Namun, sayangnya, realitas itu baru sebatas di atas kertas. Para pelapor selama ini justru kerap tidak mendapatkan perlindungan hukum. Mereka justru kerap dimutasi hingga dipecat ketika ketahuan melaporkan kasus korupsi. Di luar itu, mereka juga kerap mendapatkan intimidasi dan kriminalisasi.
”Kami berharap ke depan regulasi yang melindungi whistleblower ini bisa diperbaiki. Jika ada, perusahaan yang terbukti bersih dan tidak korup bisa diberi penghargaan oleh pemerintah,” kata Dwi.

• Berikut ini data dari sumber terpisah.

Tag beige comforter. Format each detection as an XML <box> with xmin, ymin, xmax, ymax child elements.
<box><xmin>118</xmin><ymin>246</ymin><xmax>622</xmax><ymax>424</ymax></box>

Ukay Karyadi mengatakan, KPPU selama ini berwenang mengawasi persaingan usaha di pihak swasta. Menurut dia, ada kaitan erat antara korupsi dan persaingan usaha yang tidak sehat. Dalam persaingan usaha tak sehat, kerap terjadi suap dan gratifikasi. Apalagi jika sektor usahanya berkaitan dengan pengadaan barang dan jasa di pemerintah.
”Selain itu, dari sisi pemerintah, korupsi juga bisa masuk melalui perizinan,” kata Ukay.

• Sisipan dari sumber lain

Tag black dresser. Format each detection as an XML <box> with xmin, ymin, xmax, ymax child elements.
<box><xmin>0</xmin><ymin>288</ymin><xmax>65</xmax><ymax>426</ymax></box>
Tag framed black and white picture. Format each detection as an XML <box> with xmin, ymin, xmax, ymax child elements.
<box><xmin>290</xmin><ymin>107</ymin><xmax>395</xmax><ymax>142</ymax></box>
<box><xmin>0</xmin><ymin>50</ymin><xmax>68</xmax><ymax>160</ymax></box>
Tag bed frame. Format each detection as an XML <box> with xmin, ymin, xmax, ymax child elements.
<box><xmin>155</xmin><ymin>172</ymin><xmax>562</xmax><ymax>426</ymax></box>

Firli Bahuri mengatakan, celah-celah korupsi yang ada dalam konteks hubungan pemerintah dan pelaku usaha harus diperbaiki. Salah satunya dengan memangkas sistem birokrasi yang berbelit-belit. Kemudahan berusaha harus didukung, prosedur berbelit-belit dihilangkan.
KPK juga sudah bekerja sama dengan Kementerian BUMN untuk memperbaiki integritas dan pemahaman pegawai terhadap tindak pidana korupsi. Bahkan, ada sistem whistleblower yang dikembangkan di Kementerian BUMN. Dengan sistem ini, diharapkan pelaku usaha pelat merah itu bersih dari korupsi dan dapat berpartisipasi dalam pemberantasan tindak pidana korupsi.
”KPK terus mendukung kementerian, lembaga, dan pemda untuk membangun sistem dan manajemen yang bersih dan antikorupsi,” kata Firli.